Through her extensive research, Makkai depicts how relationships, behaviors, and actions were affected by AIDS, and how it continues to resonate within our society over thirty years later.
“The Great Believers” explores the sober reality of people suffering from AIDS, as well as how it impacts the lives of those around them.
“Makkai’s great theme is about how art can help us hold each other, how literature can be a kind of saving grace,” Dr. Hall said. “Makkai’s writing takes emotional and structural risks, and she writes with empathy and intelligence — and a whole lot of research — about experiences she doesn’t necessarily have.”
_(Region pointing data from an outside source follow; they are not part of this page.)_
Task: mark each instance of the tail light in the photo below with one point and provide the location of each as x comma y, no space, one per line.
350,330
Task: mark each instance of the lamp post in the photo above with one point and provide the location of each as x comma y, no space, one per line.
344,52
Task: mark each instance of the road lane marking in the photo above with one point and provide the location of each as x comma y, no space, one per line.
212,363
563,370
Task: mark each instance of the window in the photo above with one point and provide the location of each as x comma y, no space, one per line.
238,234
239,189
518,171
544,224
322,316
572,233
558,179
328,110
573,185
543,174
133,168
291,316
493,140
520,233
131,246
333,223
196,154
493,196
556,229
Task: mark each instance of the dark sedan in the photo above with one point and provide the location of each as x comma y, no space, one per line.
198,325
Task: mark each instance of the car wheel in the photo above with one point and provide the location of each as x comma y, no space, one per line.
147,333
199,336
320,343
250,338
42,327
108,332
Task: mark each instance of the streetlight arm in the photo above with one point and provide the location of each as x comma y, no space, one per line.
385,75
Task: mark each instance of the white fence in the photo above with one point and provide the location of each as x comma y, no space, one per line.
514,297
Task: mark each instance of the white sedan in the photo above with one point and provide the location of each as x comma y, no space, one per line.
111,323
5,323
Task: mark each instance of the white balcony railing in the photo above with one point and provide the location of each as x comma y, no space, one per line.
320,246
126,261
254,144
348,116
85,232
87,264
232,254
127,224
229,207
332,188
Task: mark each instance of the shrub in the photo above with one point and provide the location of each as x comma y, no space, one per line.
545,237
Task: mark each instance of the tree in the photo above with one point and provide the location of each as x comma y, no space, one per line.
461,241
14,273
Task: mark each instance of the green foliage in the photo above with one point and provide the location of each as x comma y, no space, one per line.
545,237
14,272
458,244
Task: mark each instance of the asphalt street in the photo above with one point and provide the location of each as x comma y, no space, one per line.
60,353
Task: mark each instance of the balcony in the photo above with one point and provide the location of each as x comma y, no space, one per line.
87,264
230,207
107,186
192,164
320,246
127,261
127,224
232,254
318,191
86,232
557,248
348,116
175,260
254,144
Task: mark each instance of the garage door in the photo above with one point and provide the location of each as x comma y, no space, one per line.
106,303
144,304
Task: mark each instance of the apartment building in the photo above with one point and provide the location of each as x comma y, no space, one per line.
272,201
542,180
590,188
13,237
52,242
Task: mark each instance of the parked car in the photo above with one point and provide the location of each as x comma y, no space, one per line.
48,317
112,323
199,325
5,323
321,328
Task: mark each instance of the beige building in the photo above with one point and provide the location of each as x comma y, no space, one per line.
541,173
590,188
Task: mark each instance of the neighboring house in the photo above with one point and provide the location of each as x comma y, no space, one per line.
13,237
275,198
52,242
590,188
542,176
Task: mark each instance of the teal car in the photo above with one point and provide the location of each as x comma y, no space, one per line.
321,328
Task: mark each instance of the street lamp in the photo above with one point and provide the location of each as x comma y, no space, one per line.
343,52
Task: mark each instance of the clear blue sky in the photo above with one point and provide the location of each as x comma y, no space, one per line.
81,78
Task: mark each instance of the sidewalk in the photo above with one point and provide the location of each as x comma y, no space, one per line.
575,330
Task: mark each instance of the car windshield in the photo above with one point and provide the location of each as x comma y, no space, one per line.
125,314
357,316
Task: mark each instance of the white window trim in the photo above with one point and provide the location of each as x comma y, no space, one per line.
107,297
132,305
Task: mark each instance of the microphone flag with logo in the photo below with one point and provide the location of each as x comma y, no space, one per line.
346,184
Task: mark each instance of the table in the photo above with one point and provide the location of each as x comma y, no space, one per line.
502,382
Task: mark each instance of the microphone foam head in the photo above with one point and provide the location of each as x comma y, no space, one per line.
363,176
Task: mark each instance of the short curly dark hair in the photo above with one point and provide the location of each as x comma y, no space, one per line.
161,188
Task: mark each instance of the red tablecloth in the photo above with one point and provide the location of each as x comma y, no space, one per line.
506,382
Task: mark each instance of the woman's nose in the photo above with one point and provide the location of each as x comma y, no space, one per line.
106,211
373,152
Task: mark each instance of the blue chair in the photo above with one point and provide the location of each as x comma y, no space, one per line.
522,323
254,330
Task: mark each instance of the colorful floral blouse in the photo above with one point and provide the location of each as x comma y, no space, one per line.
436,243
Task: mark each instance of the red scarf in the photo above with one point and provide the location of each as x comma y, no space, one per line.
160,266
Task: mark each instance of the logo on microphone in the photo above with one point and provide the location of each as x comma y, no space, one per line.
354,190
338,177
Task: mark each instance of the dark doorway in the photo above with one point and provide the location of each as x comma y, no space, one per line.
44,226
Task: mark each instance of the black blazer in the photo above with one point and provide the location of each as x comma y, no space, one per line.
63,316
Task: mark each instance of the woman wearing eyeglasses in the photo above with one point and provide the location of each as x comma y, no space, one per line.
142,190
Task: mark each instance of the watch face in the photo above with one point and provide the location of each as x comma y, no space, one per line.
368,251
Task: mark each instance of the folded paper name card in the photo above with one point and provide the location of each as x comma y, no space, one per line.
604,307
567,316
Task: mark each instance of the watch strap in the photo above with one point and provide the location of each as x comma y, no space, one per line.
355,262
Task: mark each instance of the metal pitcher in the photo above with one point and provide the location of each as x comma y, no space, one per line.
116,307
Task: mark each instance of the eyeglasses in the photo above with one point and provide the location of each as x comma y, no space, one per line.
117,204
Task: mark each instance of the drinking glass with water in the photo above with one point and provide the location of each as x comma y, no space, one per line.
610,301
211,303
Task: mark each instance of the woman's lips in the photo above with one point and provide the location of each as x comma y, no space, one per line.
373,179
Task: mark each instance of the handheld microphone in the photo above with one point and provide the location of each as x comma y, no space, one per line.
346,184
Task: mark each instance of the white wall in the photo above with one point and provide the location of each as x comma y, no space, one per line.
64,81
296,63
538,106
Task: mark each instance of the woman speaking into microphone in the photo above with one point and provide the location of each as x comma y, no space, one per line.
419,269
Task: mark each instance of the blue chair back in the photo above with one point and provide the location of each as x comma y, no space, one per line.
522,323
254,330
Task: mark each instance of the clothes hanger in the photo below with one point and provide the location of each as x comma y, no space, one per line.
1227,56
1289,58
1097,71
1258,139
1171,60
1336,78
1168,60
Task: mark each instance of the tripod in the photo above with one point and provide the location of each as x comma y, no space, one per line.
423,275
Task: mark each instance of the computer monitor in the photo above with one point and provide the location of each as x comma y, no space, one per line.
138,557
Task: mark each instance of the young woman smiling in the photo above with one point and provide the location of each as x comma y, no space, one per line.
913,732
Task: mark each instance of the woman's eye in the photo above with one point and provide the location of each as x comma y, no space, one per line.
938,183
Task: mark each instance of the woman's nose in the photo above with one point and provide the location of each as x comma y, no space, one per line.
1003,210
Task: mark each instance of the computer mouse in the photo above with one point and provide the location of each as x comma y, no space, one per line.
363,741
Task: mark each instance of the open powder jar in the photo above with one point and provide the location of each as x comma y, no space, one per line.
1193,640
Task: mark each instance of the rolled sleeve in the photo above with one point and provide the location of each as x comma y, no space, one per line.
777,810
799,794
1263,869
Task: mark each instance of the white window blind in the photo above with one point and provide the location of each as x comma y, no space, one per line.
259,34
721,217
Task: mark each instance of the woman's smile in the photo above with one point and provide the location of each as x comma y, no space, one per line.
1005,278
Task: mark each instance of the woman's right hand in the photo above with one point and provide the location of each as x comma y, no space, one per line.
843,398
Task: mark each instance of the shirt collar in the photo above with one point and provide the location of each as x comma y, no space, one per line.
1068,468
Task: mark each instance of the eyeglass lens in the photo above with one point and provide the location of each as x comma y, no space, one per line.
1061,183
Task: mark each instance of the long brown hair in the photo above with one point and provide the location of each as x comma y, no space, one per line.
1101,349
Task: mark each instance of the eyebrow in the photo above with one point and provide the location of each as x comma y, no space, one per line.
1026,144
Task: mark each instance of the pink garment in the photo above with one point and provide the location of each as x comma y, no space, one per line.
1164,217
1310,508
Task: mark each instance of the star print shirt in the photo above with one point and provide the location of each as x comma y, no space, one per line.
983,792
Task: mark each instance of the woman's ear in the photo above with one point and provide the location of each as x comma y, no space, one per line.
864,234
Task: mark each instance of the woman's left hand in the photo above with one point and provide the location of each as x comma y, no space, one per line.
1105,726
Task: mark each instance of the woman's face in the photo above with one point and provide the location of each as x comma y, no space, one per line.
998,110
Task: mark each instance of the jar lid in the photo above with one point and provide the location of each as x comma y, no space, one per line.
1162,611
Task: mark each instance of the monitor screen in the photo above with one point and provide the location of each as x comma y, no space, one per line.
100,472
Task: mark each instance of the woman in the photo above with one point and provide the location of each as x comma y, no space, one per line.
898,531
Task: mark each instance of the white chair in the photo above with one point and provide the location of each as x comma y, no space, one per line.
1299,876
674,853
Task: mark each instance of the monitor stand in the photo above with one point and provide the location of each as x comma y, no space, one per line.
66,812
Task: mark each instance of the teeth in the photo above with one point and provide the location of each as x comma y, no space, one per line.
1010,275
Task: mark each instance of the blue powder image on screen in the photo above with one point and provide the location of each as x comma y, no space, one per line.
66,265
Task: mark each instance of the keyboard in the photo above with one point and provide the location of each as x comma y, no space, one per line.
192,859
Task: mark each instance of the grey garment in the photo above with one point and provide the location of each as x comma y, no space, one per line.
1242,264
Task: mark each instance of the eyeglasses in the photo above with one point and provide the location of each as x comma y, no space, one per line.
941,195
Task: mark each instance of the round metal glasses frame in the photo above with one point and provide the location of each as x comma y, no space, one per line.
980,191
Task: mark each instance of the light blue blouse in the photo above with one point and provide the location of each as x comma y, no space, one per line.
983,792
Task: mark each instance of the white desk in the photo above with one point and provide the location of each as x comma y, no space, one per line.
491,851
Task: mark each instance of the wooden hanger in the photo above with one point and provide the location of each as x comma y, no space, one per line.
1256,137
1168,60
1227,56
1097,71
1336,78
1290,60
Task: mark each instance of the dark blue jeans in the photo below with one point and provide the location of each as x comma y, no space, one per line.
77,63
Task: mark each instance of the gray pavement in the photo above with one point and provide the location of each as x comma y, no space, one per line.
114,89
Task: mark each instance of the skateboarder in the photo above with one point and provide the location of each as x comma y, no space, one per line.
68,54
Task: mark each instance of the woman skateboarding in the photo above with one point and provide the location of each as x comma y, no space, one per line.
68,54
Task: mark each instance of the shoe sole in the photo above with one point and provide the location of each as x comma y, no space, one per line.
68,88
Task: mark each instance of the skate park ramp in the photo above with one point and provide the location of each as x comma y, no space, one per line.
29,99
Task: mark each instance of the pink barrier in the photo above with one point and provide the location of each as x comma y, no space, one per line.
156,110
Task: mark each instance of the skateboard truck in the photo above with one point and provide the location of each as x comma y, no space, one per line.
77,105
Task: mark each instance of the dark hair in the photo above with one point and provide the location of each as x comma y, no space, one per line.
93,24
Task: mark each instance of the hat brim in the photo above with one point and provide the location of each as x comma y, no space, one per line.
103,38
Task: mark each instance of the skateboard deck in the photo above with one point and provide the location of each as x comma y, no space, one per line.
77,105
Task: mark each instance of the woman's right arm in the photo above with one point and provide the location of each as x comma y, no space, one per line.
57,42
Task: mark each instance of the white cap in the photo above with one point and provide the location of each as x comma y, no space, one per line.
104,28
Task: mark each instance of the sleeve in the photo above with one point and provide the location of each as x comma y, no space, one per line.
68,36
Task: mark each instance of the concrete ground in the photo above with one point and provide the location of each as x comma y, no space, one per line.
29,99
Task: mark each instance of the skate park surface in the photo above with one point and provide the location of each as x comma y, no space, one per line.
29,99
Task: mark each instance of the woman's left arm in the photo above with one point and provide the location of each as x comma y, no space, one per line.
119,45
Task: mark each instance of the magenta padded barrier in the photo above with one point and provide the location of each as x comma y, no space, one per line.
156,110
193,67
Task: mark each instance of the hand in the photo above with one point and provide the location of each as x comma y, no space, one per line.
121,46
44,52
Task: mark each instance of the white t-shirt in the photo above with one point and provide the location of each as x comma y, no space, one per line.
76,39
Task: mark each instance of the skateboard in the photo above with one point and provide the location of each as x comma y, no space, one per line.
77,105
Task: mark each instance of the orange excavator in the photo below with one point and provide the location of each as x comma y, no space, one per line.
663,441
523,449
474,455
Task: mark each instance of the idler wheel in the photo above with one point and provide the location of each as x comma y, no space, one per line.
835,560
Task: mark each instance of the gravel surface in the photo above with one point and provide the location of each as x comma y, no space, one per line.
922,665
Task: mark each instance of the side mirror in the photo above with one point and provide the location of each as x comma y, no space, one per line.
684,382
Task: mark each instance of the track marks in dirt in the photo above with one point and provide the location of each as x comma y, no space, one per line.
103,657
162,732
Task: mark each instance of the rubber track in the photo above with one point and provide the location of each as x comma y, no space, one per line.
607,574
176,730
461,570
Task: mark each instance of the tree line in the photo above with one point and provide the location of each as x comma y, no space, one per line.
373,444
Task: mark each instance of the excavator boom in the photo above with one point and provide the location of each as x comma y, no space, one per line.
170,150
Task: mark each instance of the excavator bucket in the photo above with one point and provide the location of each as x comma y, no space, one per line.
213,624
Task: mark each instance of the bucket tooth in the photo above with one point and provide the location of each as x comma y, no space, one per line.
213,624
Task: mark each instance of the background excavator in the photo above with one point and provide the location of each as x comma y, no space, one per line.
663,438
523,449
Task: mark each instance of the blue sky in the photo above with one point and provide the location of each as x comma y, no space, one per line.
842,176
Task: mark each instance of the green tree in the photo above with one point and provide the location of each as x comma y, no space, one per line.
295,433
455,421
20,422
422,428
Upon its initial release, “The Great Believers” received high praise from critics for its honest, realistic depiction of the AIDS epidemic, extending its timeline into the present day, where the aftermath continues to sound and spark emotion within its readers.
According to The Book Review, “Her intimately portrayed characters wrestle with painful pasts and fight to love one another and find joy in the present in spite of what is to come —Makkai carefully reconstructs 1980s Chicago, WWI-era and present-day Paris, and scenes of the early days of the AIDS epidemic — a tribute to the enduring forces of love and art, over everything.”
Among other achievements, Makkai’s novel was a finalist for The National Book Award, picked for the New York Public Library’s Best Books of 2018, and was selected on the list of Best Books of the Year by The New York Times.
With this reading, Makkai provided an experience that brings readers together as a united front in learning about the events that have shaped us into the world — and people — we are today.
“The reading showed us that literature has power to create social change in its hearers,” Dr. Hall said. “I think students found it inspiring to think about how they can situate their own imagined stories in the sweep of history.”